In that case, I think I would probably hold back on my treatment, not because I think the biopsy is going to be negative or that the Axumin would necessarily be so effective, but because I wouldn’t want to overtreat the patient if I don’t know what’s going on in the lungs. That’s the purpose for my biopsy. I probably would even just biopsy instead of getting an Axumin. I really think an Axumin, these nuclear medicine tests, PSMA, are going to be potentially helpful for radiation to the pelvis in a biochemical-recurrent patient to ensure that we don’t have metastatic disease, or potentially for the use of stereotactic body radiation therapy. But in patients who are already on ADT, like this patient, there’s not a clear role for this type of imaging.
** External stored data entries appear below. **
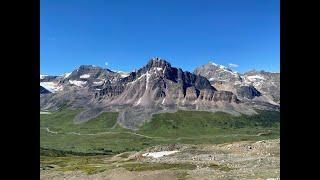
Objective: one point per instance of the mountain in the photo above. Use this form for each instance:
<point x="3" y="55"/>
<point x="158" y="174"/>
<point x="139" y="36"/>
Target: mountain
<point x="259" y="86"/>
<point x="44" y="90"/>
<point x="157" y="87"/>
That’s not to say that people don’t use it. In Australia and Germany, they’re replacing all their scans with these PSMA tests, but in this case, this is another 1 of those red herrings.
We’re having a whole conversation about something just because it is coming down the pipeline and you’re going to see these in your practice. This may not be the point at which you might find it optimally useful.
EVAN LANG, MD: I’m sure that PSMA can be used or will be used very useful in the right setting. A lot of times, we have referrals from the urologists and [the patient’s] disease is very late stage. I suspect that we may not have many opportunities to use it. Probably it will be used more by urologists. We get a routine CT scan, bone scan and so I just want to point it out. We may not use that very often because, again, many times we have a referral to some at a very late stage.
MORGANS: We are all in different patterns with our referring doctors. We don’t get patients with prostate cancer until someone sends them to us, in most cases. Unless their diagnosis is wildly metastatic in the hospital, and we can see them there.